Can you take me home, please? I've had enough. How often the words had occurred to her. How often she felt them so important to say. She was limited. He needed something more. She needed something more.
Then he would smile at her in that way that he did, bright, full of promise, with something undefinable that was so him in it. Then he would say her name, her full name as he had a tendency to do. Martha Jones, he'd say with all of these levels of emotion and meaning wrapped up into three syllables. No one had ever made her feel so important, so empowered simply by saying her name.

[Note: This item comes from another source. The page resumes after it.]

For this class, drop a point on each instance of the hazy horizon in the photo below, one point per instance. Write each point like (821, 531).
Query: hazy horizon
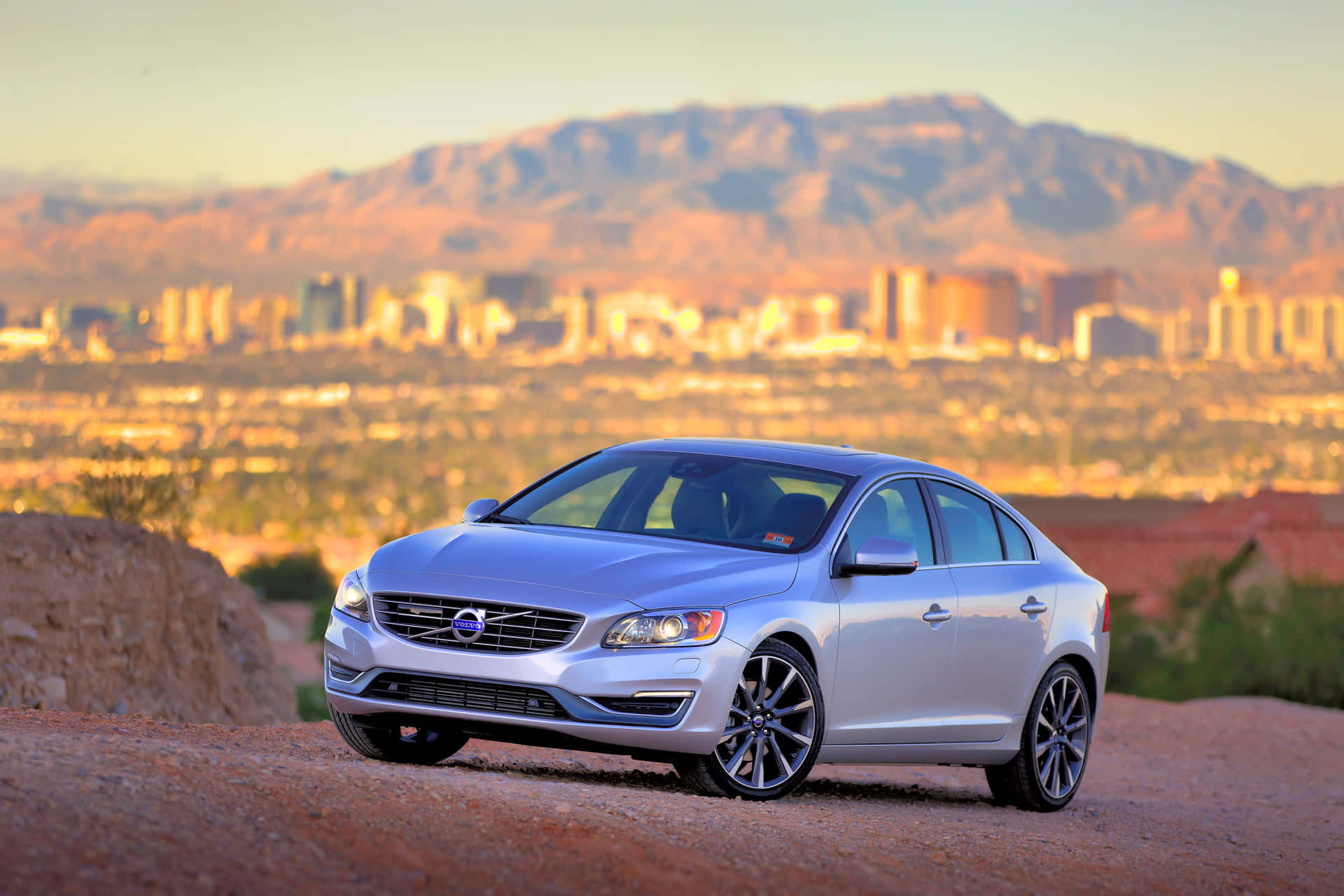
(251, 94)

Then he'd wrap his arms around her and hug her with the whole of him (or at least that's what it felt like), emotion and intensity and endless care.
He did all of those things at exactly the right moment, and she found the words dying on her lips turning instead into a soft, inaudible sigh. It felt like nearly everything she wanted, everything she dreamed of while lying in bed at night. Martha couldn't give up, even if she kept on dreaming. In her dreams, she pressed her lips against his and it meant to him what it would mean to her, not a genetic transfer, but everything she wanted.
When she finally went home for good, she didn't ask him. She said goodbye and walked out. She didn't leave because what she'd just been through was too horrible and far too much for her to manage traveling by his side any longer.
It was because all she wanted at the end of that year was to have the courage and strength to let go of what she could never have.